- Born: Martine Sarah Croxall 23 February 1969 (age 57) Stoke Golding, Leicestershire, England
- Education: Bablake School University of Leeds
- Occupations: Journalist, news presenter
- Years active: 1991–present
- Notable credits: BBC News Channel; BBC Weekend News; BBC World News; BBC News at Nine; World News Today; BBC News at Five; BBC News at One;
- Spouse: Stephen Morris ​ ​(m. 2000, divorced)​
- Children: 2

= Martine Croxall =

British journalist and news presenter

Martine Sarah Croxall (born 23 February 1969) is a British television journalist. She is one of the main news presenters on BBC News. She began her career working for the BBC in 1991 and joined the BBC News team in 2001. Croxall has presented various news programmes, including World News Today, BBC Weekend News, Dateline London and BBC News at One.

==Education==
Martine Sarah Croxall was born on 23 February 1969 and grew up in Stoke Golding, a village in the Hinckley and Bosworth district of Leicestershire, England, where her father Ian ran Croxall Hosiery. She has one younger sister. She attended the independent Bablake School in Coventry. As a teenager, she had wanted to be a vet but concluded she would not get the required grades in science, being better at humanities. In 1990, she graduated with a degree in Geography from the University of Leeds.

==Career==
In 1991, Croxall began work experience at BBC Radio Leicester. She followed this by working at BBC East Midlands Today, the BBC regional news programme for the region. She has also worked at Newsroom South East (1997) and UK Today.

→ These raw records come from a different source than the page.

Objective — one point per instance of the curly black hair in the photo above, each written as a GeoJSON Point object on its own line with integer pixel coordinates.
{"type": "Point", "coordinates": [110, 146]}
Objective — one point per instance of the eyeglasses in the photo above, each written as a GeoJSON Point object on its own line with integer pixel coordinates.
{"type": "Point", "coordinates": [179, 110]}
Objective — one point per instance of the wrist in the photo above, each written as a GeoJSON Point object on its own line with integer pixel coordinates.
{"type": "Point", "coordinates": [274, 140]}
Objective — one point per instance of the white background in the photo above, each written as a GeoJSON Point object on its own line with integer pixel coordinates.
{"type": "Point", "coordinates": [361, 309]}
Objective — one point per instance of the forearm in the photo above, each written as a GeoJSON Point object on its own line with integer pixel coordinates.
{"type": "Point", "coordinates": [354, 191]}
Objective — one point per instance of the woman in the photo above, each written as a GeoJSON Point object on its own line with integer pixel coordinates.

She was a regular news presenter on BBC News between 18:30 and midnight, alternate Thursdays, Friday–Sunday. She occasionally hosted Afternoon Live on BBC News and has presented on both BBC World News and World News Today.

Croxall was the BBC's main presenter during the November 2015 Paris attacks. Her presentation was subsequently praised by the American journalist David Henderson.

She was presenting BBC News on 9 April 2021, when the news broke of the death of Prince Philip, Duke of Edinburgh. Her delivery was praised for its professionalism and tone.

On 21 May 2021, Croxall presented Dateline London for the first time. Since 2017 Croxall has presented the BBC Weekend News lunchtime edition. On 19 June 2021 Croxall presented the BBC Weekend News evening and late bulletins for the first time. On 1 September 2021, Croxall presented the BBC News at One for the first time.

In March 2022, Croxall won an episode of Celebrity Mastermind; her specialist subject was American investigative journalist Nellie Bly.

Croxall was taken off air for 11 days and found to have breached impartiality rules for comments made introducing the BBC News channel's "The Papers" newspaper review on 23 October 2022. Following the sudden news that Boris Johnson had withdrawn from contesting the Conservative Party leadership, Croxall declared that it was "all very exciting" and asked if she was "allowed to be this gleeful", before remarking that their review of tomorrow's papers would be difficult as they were being hastily rewritten. The BBC concluded that Croxall's "remarks and reactions... caused a significant risk the audience could believe opinions were being expressed on the Conservative leadership contest."

On 2 February 2023, it was reported that Croxall – alongside many other presenters of the domestic BBC News Channel – would lose their presenting roles as part of the BBC's relaunched news channel. On 26 May 2024, Croxall returned as a presenter on the BBC News channel.

On 22 June 2025, when reading the autocue for a news report about a study from the London School of Hygiene & Tropical Medicine, Croxall changed – "with emphasis and a slight roll of her eyes" – the words "pregnant people" to "women". She was praised by author J. K. Rowling, who has publicly opposed gender-neutral language in contexts related to sex and reproduction. The Times reported that "the BBC does not have specific guidelines on the use of gender-neutral terms such as 'pregnant people. Croxall subsequently posted on social media with a screenshot from the broadcast, saying "A huge thank you to everyone who has chosen to follow me today for whatever reason. It's been quite a ride..." In November, the BBC upheld 20 complaints related to the incident, finding that Croxall's actions breached impartiality standards.

In October 2025, she was announced as the main co-presenter for the News Channel's relaunched Breakfast show for UK, Europe and Africa alongside Sally Bundock.

==Personal life==
Croxall married Stephen Morris in December 2000 in the Royal Borough of Kensington and Chelsea. The couple have a son (born March 2002) and daughter (born May 2004), but are now divorced. She lives in St Albans, Hertfordshire.

She is a Fellow of the Royal Geographical Society.